Friday 23 March 2018

Traumatised civilians slow Iraqi army's Mosul advance

People wait in Mosul for food donated by an Iraqi government organisation. Photo: Reuters/Goran Tomasevic.
People wait in Mosul for food donated by an Iraqi government organisation. Photo: Reuters/Goran Tomasevic.

Qassim Abudl-Zahra

Iraqi troops fortified their positions yesterday in areas of Mosul retaken from Isil as their advance towards the city centre was slowed by sniper fire, suicide bombings and concerns over civilians.

A few hundred civilians emerged from rubble-strewn areas yesterday. They included women and children, some of them carrying bags, small suitcases or waving white flags. Mosul is still home to more than a million people.

"The biggest hindrance to us is the civilians, whose presence is slowing us down," said Major General Sami al-Aridi of the special forces. "We are soldiers who are not trained to carry out humanitarian tasks."

The government sent six trucks loaded with food aid into the recently liberated areas.

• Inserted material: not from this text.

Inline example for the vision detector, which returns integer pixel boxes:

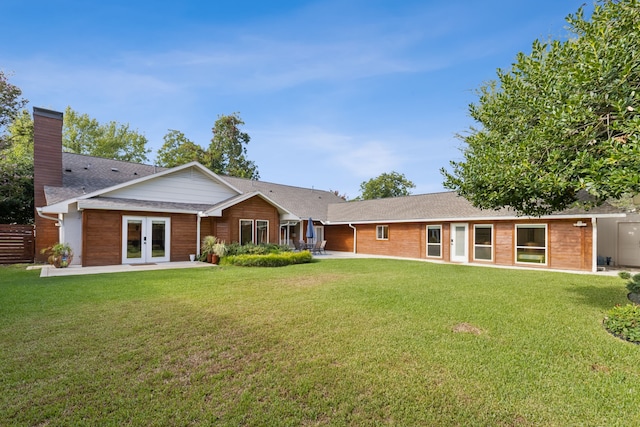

Chaos broke out in one area when residents climbed on top of the trucks and began helping themselves.

"It's hunger that makes people behave like this," said Mohammed Farouq, a 27-year-old resident. "Some families took many boxes, while others did not take any. This is unfair."

Mr Al-Aridi said his men were searching homes in areas retaken from Isil, looking for militants and vehicles rigged with explosives. Troops in those areas continue to be hit by mortar rounds, sniper fire and suicide bombers, he said.

In the newly liberated areas, roads are blocked by car wreckages and sandbags, while tanks are deployed on wider streets. Snipers on high buildings watch for suicide bombers or other intruders.

Brigadier General Haider Fadhil said four civilians were killed and another four wounded when a suicide car bomb exploded before it could reach the troops it was targeting late on Saturday.

The troops laid siege yesterday to the Al-Zohour area, about 8km from the city centre. The arrival of the troops at the area's fringes prompted hundreds of civilians to emerge from their homes waving white flags. The Iraqi military launched a campaign on October 17 to retake Mosul, Iraq's second-largest city and the extremist group's last major urban bastion in the country.

Most gains have been made by the special forces operating in the section of Mosul east of the Tigris river.

Other forces are advancing on the city from different directions and the US-led coalition is providing airstrikes and other support.

Human Rights Watch said in a report yesterday that Sunni militiamen fighting alongside the Iraqi military detained and beat 22 men from villages near Mosul and recruited 10 children from displaced camps in the area to join the fight against Isil.